Coluna de 9/5/2008
(próxima coluna: 9/6)
Unofamília – Breve história de amor
A mãe meditosentada na cadeira. Nua. O pai mongevestido, servindo saladas.
– Limão, querida?
– Não, em homenagem ao Alfredo que não gostava de limão.
Comem à cabeceira da mesa. O pai acaricia a testacadáver do filho.
– Por que a morte gela a carne querida? A batata não cozinhou o suficiente, desculpe querida.
– Por que será que o matamos? Não haveria outra solução. Ele está bonito, me passa o alface, parece tão tenro.
–Quem? Alfredo ou o alface?
–Os dois. E se os comêssemos?
–Somos vegetarianos, querida, não podemos comer carne. Princípios são princípios.
–O que vamos fazer, será que não vão perguntar por ele?
O pai passa a lavar os pratos.
– Creio que não querida, Alfredo não era um homem que despertasse perguntas, todos só lembravam dele quando o viam, não o vendo, não haverá perguntas.
– E os restos deste corpo, o que faremos? A carne logo desaparecerá, mas e os ossos, se pelo menos o Rex tivesse por aqui.
– Se Rex tivesse vivo, Alfredo estaria vivo, querida.
A mãomãe alisa a nudezmorte de Alfredo.
– Meu filho, matá-lo foi um bem, aquele seu ato, aquele ensopado. Era o Rex, Alfredo, o cão, a reencarnação de nosso mestre Chenrezig, comê-lo ensopado! E pior, exigir que comêssemos também, Alfredo!
A mãe sexosenta-se sobre o corpo do filho. O pai dedotoca-se. Olham-se amorosos.
– Isso, querida, convença-se, acredite, ele estava descontrolado. Apontou-nos uma arma. Não tivemos escolha.
E gozamvivem a noite toda. Ora a mãe, ora o pai voampesam sobre a pélvis gélida de Alfredo.
Amanhecem entre restos de cenouralface.
A mãe num sustogrito:
– O que você fez com Alfredo?
O pai olhacorda-se. Desespera-se. Alfredo não está.
– Como pode, querida. Ele estava aqui, amamos Alfredo a noite toda, quando cansamos, dormimos aqui.
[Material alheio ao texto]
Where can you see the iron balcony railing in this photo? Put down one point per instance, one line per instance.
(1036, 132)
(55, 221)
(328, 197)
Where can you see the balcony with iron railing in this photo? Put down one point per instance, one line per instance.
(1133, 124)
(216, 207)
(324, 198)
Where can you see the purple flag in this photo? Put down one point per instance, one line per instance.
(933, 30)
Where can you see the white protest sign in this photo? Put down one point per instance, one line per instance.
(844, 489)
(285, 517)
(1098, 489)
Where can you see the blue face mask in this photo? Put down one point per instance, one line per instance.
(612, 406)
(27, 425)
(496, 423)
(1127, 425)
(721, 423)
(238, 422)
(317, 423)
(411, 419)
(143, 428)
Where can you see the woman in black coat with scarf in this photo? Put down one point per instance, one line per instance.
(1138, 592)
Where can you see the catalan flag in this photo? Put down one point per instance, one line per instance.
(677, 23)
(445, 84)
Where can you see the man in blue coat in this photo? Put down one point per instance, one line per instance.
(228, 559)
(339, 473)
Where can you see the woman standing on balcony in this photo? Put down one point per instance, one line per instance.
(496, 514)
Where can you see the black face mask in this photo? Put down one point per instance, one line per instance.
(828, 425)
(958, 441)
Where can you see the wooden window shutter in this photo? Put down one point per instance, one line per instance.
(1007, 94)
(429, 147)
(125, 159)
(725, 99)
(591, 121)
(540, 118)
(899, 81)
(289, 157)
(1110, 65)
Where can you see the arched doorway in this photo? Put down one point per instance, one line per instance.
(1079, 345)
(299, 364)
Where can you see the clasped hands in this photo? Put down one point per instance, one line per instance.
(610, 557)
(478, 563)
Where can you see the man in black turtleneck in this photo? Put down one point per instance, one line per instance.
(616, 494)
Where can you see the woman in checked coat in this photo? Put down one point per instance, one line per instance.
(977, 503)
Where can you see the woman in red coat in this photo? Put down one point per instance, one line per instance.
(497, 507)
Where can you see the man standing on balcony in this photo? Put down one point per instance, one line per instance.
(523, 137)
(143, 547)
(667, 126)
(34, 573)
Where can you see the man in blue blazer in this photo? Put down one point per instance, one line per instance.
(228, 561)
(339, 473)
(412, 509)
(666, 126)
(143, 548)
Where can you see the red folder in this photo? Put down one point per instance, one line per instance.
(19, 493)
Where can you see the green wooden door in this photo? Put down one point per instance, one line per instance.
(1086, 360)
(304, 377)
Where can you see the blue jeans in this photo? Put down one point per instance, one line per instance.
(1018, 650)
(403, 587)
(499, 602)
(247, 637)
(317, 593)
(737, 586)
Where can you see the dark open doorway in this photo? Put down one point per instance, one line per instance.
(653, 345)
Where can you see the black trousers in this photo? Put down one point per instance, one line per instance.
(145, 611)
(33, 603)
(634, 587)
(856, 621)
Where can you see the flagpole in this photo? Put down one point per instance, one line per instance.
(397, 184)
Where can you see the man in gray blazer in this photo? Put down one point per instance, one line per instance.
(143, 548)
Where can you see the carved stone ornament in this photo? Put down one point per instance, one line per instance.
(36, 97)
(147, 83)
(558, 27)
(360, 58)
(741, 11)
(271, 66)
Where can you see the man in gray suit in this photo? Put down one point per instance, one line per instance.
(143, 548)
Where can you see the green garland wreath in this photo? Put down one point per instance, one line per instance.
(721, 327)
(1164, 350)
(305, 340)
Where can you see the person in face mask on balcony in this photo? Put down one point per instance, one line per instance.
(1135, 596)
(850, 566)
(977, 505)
O que aconteceu?
A porta se abre. Alfredo vemfeliz da cozinha.
– Mãe, Pai, fiz o desjejum para vocês, em agradecimento por terem me trazido de volta. Foi o amor carnal de vocês que me fez retornar à vida.
Pai e mãe mantrajoelhados, em transe de adoração. Alfredo prepara a mesa. Pratos. Talheres.
– Sentem-se meus amores, preparem-se para o banquete. Vocês precisam de muita proteína para me amar todas as noites. Só assim continuarei vivo.
E Alfredo trouxe de entrada, peludopatinhas assadas. Após, pratoprincipal, um ensopado agridoce com a parte mais nobre da reencarnação de Chenrezig.